The company said revenue jumped 53% year-over-year to $41 million, topping Street expectations of $38.9 million. Its adjusted loss widened to $0.67 per share from $0.41 per share in the year-ago quarter -- a bigger hit than the consensus estimate of $0.59.
Shares slumped 20% to $31.35 Tuesday morning.
In the quarter, the Stamford, Connecticut-based company opened five new showrooms and closed two, bringing its total to 78 locations in 30 states.
The company’s margin shrank to 51.3% from 54.7% in the prior-year quarter, a differenance it believes can be attributed to tariffs.
“We are very pleased with our strong start to the year as we delivered sales growth of 53.0%, with an increase in marketing spend of only 22.3%,” COE Shawn Nelson said. “From an operational standpoint, our teams continued to execute and we made good progress against all of our strategic initiatives, which are centered around: traditional, digital and social marketing; investing in our infrastructure; growing and improving our showroom footprint; and expanding our shop in shop presence.”

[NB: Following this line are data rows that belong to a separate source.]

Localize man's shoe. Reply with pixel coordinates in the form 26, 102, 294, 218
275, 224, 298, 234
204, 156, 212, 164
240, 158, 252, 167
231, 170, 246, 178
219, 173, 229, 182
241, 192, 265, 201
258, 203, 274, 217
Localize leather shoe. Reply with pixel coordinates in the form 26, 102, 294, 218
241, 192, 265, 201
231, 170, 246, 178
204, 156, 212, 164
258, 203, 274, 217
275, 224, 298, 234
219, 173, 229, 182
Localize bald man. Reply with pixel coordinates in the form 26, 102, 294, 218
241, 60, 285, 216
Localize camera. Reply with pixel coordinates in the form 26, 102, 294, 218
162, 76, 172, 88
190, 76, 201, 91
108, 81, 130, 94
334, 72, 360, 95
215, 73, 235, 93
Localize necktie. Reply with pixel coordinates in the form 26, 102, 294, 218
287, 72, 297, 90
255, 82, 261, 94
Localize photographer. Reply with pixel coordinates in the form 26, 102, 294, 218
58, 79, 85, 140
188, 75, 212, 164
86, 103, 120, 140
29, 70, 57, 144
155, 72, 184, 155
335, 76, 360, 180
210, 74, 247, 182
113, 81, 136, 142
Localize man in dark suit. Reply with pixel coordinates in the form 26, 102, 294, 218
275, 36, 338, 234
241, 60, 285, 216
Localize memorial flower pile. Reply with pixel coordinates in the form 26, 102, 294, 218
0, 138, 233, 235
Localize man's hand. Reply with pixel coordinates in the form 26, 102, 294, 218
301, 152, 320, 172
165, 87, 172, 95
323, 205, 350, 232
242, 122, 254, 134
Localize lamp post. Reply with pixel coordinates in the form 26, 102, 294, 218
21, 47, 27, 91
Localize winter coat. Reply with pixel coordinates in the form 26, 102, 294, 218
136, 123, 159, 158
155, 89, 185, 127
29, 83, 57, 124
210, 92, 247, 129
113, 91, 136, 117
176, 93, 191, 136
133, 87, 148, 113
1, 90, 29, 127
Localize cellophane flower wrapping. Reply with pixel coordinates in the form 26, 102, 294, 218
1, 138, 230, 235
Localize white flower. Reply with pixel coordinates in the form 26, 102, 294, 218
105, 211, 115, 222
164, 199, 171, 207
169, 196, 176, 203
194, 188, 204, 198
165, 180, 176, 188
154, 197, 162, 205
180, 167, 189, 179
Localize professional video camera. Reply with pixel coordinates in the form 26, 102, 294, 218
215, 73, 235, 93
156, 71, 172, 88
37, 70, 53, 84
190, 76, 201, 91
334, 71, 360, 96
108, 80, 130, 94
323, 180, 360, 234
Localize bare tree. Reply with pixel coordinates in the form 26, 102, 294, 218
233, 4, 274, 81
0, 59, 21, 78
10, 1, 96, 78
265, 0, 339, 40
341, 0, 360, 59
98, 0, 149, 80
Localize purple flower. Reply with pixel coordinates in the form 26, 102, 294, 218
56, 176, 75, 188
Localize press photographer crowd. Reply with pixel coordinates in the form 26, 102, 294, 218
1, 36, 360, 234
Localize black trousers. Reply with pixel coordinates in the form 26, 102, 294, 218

On Monday, analyst Dave King reiterated a Buy rating and $47 price target, a nearly 20% premium over Lovesac's Monday close. King was impressed by the revenue beat and remains optimistic in the face of increasing tariffs.
"[Lovesac] looks poised to significantly disrupt the furniture industry with patent-protected modular couches and other products that are shippable, customizable, sustainable, and proprietary," King wrote.